ATNAA

Combination of
- Atropine: Anticholinergic agent
- Pralidoxime chloride: Antidote

Clinical data
- Trade names: Atnaa, Duodote
- AHFS/Drugs.com: Professional Drug Facts
- License data: US DailyMed: Atropine and pralidoxime;
- Routes of administration: Intramuscular
- ATC code: V03AB54 (WHO) ;

Legal status
- Legal status: US: ℞-only;

Identifiers
- PubChem SID: 497621172;
- KEGG: D12759;

= ATNAA =

Medical device

An ATNAA (Antidote Treatment Nerve Agent Autoinjector) is any of a variety of autoinjectors in use with the US Armed Forces. An autoinjector is a medical device designed to deliver a single dose of a particular (typically life-saving) drug.
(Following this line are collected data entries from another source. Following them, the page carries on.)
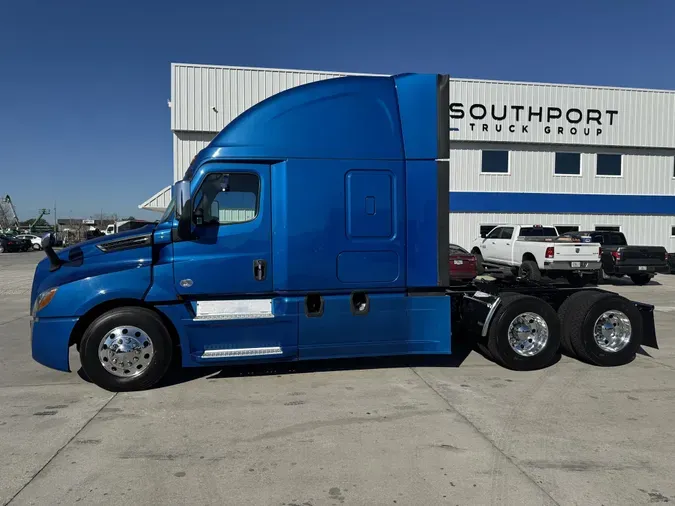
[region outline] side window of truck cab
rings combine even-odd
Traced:
[[[486,239],[499,239],[504,227],[493,228],[492,231],[485,237]]]
[[[204,225],[231,225],[252,221],[258,215],[260,178],[257,174],[211,173],[195,195],[195,211]]]
[[[502,228],[502,233],[497,239],[511,239],[513,237],[513,227]]]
Most autoinjectors are spring-loaded syringes. By design, autoinjectors are easy to use and are intended for self-administration by patients. The site of injection depends on the drug loaded, but it typically is administered into the thigh or the buttocks. The injectors were initially designed to overcome the hesitation associated with self-administration of the needle-based drug delivery device. It is the newer delivery vehicle to be used in lieu of the Mark I NAAK.

== Purpose ==

The ATNAA provides atropine and pralidoxime chloride in a single delivery system, although the two drugs are separate within the device. The use of the device is only to be administered in the extreme case of organophosphate poisoning. The delivery system is designed for use by military personnel only, and is only issued to DOD personnel that are considered to be in immediate danger of a chemical attack or work in a position (such as ordnance disposal) where there is a high likelihood of nerve agent exposure.

== FDA approval ==

During initial trials and submission to the FDA for approval, the United States Department of Defense requested that the Food and Drug Administration (FDA) waive the requirement for the phrase 'Rx only' being included on the labeling for the ATNAA device; the rationale being that it would be confusing to troops. The waiver request was denied. The DoD opted to include the phrase at the end of the package insert instead, and this modification was found acceptable.

== Training ==

As a condition of approval, the FDA lists on the device label the precise instructions that are to be given to military personnel on dosage and administration. While each branch of the DoD typically provides their own tailored training, an example of the MK I NAAK and ATNAA are referenced in the United States Air Force Self Aid Buddy Care Training (SABC). SABC encompasses basic life support and limb-saving techniques to help wounded or injured personnel survive in medical emergencies until medical help is available.